Dr. Nurkhamimi Zainuddin
Dr. Nurkhamimi ZainuddinDeputy Director of GOAL ITQAN

In general, the main purpose of education in Malaysia is to produce a holistic individual who can contribute to national prosperity and national unity; hence significant emphasis is given to developing the physical, emotional, spiritual, and intellectual aspects of an individual. In this regard, Malaysian Higher Education Institutions are held responsible for producing fully rounded individuals.

Furthermore, in Malaysia, as in other countries, higher education institutions are expected to produce self-directed learners. In achieving this goal, the Malaysian universities are driven to enhance the quality of teaching by adopting a Western model of higher education to ensure success.

Although the concept of self-directed learning (SDL) has captured the hearts and minds of many Malaysian higher education educators, in particular, they face the challenge of how to design instructionally appropriate educational programs which promote learner self-direction, while maintaining a level of educator control. To create effective instructional processes, learning activities and facilitating strategies should be devised according to the learners’ level of self-direction.

I believe that the instructional design should be intellectually challenging, but within the learner’s zone of proximal development; and the educator is responsible for matching the instructional design with the learner’s stage of self-direction while preparing the learner to advance to higher levels of self-direction.

The educator is responsible for leading learners from their preferred and comfortable learning styles toward greater self-direction styles. He further added that this situation is achievable when educators gradually initiate a challenging and supportive learning context without creating discouragement. Extending his idea of the educator as a facilitator of learning, I suggest three pedagogical strategies to promote SDL:

(a) having diverse teaching and learning resources
(b) maximizing peer learning
(c) fostering constructive interaction.

In conclusion, it is obvious that SDL requires a transformation from the authoritative role of the educator into the educator as a facilitator of learning because, to promote an active learning approach, educators should acknowledge learners as equal learning partners who have the power to make decisions about their learning. The shift from teaching to facilitating means that learners, rather than educators, are the central figures in the learning and teaching process. Furthermore, this shift requires educators to abandon their more traditional authoritative roles by empowering learners to take responsibility for and control of their learning.

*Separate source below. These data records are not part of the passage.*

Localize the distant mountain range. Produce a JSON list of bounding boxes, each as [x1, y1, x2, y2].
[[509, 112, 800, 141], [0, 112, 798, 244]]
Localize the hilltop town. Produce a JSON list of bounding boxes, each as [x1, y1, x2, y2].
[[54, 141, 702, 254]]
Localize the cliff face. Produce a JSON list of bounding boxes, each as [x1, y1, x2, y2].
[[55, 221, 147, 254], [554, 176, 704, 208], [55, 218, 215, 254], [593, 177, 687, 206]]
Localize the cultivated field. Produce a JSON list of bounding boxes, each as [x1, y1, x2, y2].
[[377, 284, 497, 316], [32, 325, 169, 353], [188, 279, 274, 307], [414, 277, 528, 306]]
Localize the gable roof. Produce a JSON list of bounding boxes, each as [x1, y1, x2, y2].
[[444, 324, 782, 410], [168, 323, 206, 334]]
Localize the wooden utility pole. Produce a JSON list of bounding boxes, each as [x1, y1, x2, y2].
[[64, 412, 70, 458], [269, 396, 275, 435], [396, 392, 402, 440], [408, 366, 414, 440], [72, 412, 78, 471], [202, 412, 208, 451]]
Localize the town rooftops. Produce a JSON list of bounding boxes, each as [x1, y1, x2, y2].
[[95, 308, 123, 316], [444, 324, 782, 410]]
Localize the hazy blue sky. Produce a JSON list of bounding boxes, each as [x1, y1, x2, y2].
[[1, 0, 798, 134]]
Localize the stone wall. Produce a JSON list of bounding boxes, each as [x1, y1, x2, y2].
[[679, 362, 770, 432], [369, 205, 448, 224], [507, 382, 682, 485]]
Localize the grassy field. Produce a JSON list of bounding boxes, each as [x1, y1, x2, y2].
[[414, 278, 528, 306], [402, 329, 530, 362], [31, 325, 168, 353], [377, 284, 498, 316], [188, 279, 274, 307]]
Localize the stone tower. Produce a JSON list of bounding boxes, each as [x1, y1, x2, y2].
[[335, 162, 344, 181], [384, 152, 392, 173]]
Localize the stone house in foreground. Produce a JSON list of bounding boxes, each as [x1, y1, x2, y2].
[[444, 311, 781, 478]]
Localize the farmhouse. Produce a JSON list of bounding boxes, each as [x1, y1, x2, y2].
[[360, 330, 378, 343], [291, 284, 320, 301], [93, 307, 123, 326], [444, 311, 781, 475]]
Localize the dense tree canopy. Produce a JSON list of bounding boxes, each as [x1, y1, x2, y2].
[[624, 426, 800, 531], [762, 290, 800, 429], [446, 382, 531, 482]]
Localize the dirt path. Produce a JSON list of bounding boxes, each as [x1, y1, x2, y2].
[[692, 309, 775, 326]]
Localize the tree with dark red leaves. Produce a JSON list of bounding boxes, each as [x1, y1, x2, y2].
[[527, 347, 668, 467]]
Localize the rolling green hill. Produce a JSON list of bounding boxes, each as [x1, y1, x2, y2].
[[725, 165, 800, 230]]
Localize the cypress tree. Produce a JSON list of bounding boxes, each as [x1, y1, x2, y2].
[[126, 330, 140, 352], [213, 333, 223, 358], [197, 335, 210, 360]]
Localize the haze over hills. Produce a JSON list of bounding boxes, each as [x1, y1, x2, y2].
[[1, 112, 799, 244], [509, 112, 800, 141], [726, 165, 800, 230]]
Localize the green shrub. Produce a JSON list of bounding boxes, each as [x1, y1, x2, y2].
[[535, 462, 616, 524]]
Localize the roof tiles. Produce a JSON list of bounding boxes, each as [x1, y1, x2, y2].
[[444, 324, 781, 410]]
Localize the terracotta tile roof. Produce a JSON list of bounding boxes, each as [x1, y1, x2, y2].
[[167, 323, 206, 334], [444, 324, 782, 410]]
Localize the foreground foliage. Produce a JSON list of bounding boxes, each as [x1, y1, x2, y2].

The educator’s role in supporting the learner’s direction of learning has provided new insights into our understanding of SDL. It is interesting to note that, not all Malaysian educators have accepted their role as facilitators of learning, but they instead remain firmly attached to their traditional roles of knowledge experts, to an extent they are comfortable with one-way knowledge transmission.

While recognizing the learner’s role in the SDL context, I would like to highlight the need to harmoniously blend the conventional mode of teaching with contemporary SDL approaches to ensure successful and meaningful learning experiences for the learners.

Most importantly, it is suggested that in fostering SDL: (i) educators should establish a positive and collaborative relationship with the learner; (ii) educators should recognize the available learning resources and restrictions existing within the actual learning context as this would allow for an effective implementation of the SDL; and (iii) the universities should play their part in assisting educators to plan their teaching strategies which facilitate the learners’ learning direction by conducting ongoing, in-service, training programs and encouraging self-development.